In microwave networks, a uniform waveguide section behaves like which type of filter around its cutoff?

Introduction / Context:
Metallic waveguides support propagation only above their cutoff frequency. Below cutoff, fields are evanescent and power does not propagate. This frequency-selective behavior mirrors a classic filter response in RF design.

Given Data / Assumptions:

• Uniform rectangular or circular waveguide section.
• Single-mode region around the dominant mode cutoff.
• Losses assumed small compared with cutoff effects.

Concept / Approach:

For a given mode, the propagation constant β is real for f > fc and imaginary for f < fc.

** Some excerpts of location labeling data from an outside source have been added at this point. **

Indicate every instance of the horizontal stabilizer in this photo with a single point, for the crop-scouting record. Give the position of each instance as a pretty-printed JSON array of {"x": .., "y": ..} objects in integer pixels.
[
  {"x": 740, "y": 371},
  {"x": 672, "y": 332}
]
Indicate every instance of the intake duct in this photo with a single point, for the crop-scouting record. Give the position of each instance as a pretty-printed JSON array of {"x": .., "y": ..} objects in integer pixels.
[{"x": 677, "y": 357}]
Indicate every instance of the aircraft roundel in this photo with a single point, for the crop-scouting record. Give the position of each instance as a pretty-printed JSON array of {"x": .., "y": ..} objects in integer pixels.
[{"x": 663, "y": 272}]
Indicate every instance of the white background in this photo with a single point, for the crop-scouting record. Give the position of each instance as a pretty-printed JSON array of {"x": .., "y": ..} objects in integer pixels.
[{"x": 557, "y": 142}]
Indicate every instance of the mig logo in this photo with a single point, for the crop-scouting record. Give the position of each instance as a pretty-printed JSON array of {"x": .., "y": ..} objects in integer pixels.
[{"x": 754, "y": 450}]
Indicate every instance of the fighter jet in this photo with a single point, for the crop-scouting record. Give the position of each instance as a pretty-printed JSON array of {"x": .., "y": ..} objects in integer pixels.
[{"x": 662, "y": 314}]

Thus, the section 'passes' energy above fc and 'blocks' it below fc, which is the hallmark of a high-pass filter behavior.

Step-by-Step Solution:

Verification / Alternative check:

Plotting S21 versus frequency for an ideal waveguide shows near-zero transmission below fc and increasing transmission above fc, matching a high-pass characteristic.

Why Other Options Are Wrong:

• Low-pass: Opposite of waveguide behavior.
• Band-pass / Band-stop: Would require two edges; a simple uniform guide exhibits a single cutoff edge.
• All-pass: Not true; magnitude and phase vary strongly around cutoff.

Common Pitfalls:

Confusing cavity resonators (band-pass) with uniform guides; overlooking that mode conversion or discontinuities can create additional filtering not present in a straight section.

Final Answer:

High-pass filter